Quando falamos em Nintendo, pensamos no Super Nintendo, no Wii e outros consoles de mesa clássicos. Porém, foram os portáteis que sempre chamaram mais a minha atenção. A cada modelo de Gameboy, clássico dos anos 90, que via desfilando pela escola, mais impressionado e interessando ficava com a possibilidade de “jogar em qualquer lugar” e de “carregar o videogame comigo”.
Com todas as suas versões vendendo quase 120 milhões de unidades no mundo, o Gameboy seria superado como o portátil mais popular do mundo por outro fenômeno, também da Nintendo: o Nintendo DS. Com seu design de duas telas, uma delas touch, grande catálogo de games e integração com a internet, todos os modelos da linha DS venderam mais de 150 milhões de unidades.
E foi com o Nintendo DS que vi, pela primeira vez, o encontro dos sintetizadores com o console portátil: a Korg lançou, em 2008, o Korg DS-10 para o Nintendo DS, um software de criação musical baseado nos clássicos synths analógicos da linha MS, como o MS-10 e o MS-20.

E o DS-10 chegava com recursos e interface prontos para derreter a cabeça de qualquer nerd musical, como eu!

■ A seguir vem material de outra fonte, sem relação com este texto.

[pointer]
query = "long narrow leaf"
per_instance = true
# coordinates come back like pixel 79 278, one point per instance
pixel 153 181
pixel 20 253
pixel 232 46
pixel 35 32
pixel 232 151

Dois sintetizadores independentes e quatro timbres de percussão, também criados no synth. Mixer, efeitos, um sequenciador que pode ser programado via piano roll, teclado virtual ou através de uma espécie de Kaoss Pad. Tudo isso, controlado com a canetinha stylus do DS!
O Nintendo DS não é exatamente o console que te entrega o áudio mais cristalino do mundo e essa “imperfeição” pode até ter contribuído na sonoridade do DS-10, que apresenta um som mais lofi, mais distorcido, etc.
Em 2011, a Korg lançou o M01, a versão do Korg M1 para o DS. A ideia aqui é mais a de criar músicas com os icônicos sons do M1. A edição dos parâmetros é limitada e a sonoridade, por se tratar de amostras, é bastante datada.
Em 2014, a Korg trouxe a evolução do DS-10, agora para os modelos 3DS: o Korg DSN-12 é a releitura do DS-10 em um console portátil com mais processamento e recursos de tela 3D.

No lugar das 2 tracks de synth e 4 de instrumentos de percussão, temos 12 tracks que podem ser utilizadas com o tipo de timbre que o usuário desejar. Além disso, o DSN-12 oferece um osciloscópio 3D, que dá um visual único ao processo de criação de timbres e ideias musicais no título.
E quando parecia que essas iniciativas de synths em consoles portáteis estavam restritas ao Nintendo DS, em 2018, do nada absoluto , a Korg apresentou o Korg Gadget para o Nintendo Switch. Talvez ele seja até hoje um dos únicos títulos musicais na plataforma.

E a versão do Gadget no switch é incrível: uma grande coleção de synths e drum machines e ótima integração entre o hardware e a experiência do usuário.
Se você possui algum console da família DS ou um Nintendo Switch, dê uma chance para um desses títulos da Korg! Você irá se surpreender com a experiência de uso e verá como pode ser divertido explorar e tocar synths no seu videogame!